Last updated 18/02/2023

Childminders should not put themselves down, especially in front of parents. I hear too many childminders do this. In fact, I am going to bang the head against the wall of the next childminder who tells me ‘I’m just a childminder’. There is no ‘just’ about anything we do.

Other people don’t know what you do and how hard you work, so you should never give them the wrong impression by talking down your work. Parents are the most important people you need to impress. Don’t imagine that just because you look after their children every day that your work speaks for itself. Parents can be fickle creatures, tempted away by the offer of something or someone ‘cheaper’ or in some other way ‘better’. So in order to retain their business you must constantly sell yourself to them.

Childminders need to tell parents why they are the best at what they do. In any other business, companies send press releases when something good happens because press releases make customers buy more from them. In the same way, you need to constantly remind parents what a good choice they made when they chose you to look after their child. This will make them want to keep their child with you for longer and not search elsewhere for ‘better’ or ‘cheaper’ childcare.

When the parents come to collect the child it is hugely important not just to tell the parents what the child ate and how he slept and what his nappies were like… it is also a brief but crucial opportunity to show the parents all the great things you are doing with their child. Don’t just hand across your daily diary – many parents return them unopened – but take a single minute of the parents’ time to discuss their child’s day with them.

However exciting their day or special the activities you have done with them, children cannot be counted on to remember to tell their parents anything useful at all. I asked my little girl who is in reception what she did at school the other day. ‘Look, Mummy, look, what I found in the playground!’  She proudly produced a button from her pocket and continued to talk about it for the next five minutes. At school that day they had in fact been having “Hungry Caterpillar Day”. The teachers had brought in food so that they could eat all the things the caterpillar ate (which I think is a wonderful idea) and they had dressed up and painted butterflies. My little girl didn’t bother to tell me any of this, and it was only because it was her parent-teacher meeting the following day that I ever heard anything about it at all.

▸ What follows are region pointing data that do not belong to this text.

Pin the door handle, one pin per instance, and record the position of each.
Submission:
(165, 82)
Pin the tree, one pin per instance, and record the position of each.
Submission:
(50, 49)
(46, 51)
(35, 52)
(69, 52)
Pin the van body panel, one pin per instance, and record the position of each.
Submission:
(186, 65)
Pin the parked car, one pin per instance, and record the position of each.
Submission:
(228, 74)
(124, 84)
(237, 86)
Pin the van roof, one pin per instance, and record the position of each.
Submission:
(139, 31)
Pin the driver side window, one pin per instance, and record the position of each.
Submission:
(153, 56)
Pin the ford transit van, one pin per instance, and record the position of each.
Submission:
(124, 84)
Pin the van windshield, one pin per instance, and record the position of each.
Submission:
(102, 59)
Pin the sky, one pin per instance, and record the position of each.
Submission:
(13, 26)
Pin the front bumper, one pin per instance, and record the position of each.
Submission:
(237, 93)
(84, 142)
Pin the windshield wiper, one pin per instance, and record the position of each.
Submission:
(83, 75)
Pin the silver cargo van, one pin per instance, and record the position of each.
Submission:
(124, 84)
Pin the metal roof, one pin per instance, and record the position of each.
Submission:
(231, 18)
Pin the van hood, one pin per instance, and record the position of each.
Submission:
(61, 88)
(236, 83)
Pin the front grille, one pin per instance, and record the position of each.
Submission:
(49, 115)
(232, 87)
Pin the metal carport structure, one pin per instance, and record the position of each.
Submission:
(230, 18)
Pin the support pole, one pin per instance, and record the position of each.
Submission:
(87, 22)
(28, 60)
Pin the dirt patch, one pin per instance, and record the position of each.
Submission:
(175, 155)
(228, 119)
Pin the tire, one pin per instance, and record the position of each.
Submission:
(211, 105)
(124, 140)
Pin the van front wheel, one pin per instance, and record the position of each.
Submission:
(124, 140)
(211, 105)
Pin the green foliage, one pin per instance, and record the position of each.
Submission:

What I’m saying is that if my five year old can’t be counted on to communicate anything useful to me, then you certainly can’t hope that the smaller children you look after will tell the parents anything you’ve done either. So if you want them to know, then you need to tell them! It is not bragging. It is not annoying, and you are not wasting the parents’ time. It is marketing your business. The key message is this: show off what you are doing, then parents won’t be tempted away by other, cheaper childcare options they may stumble across.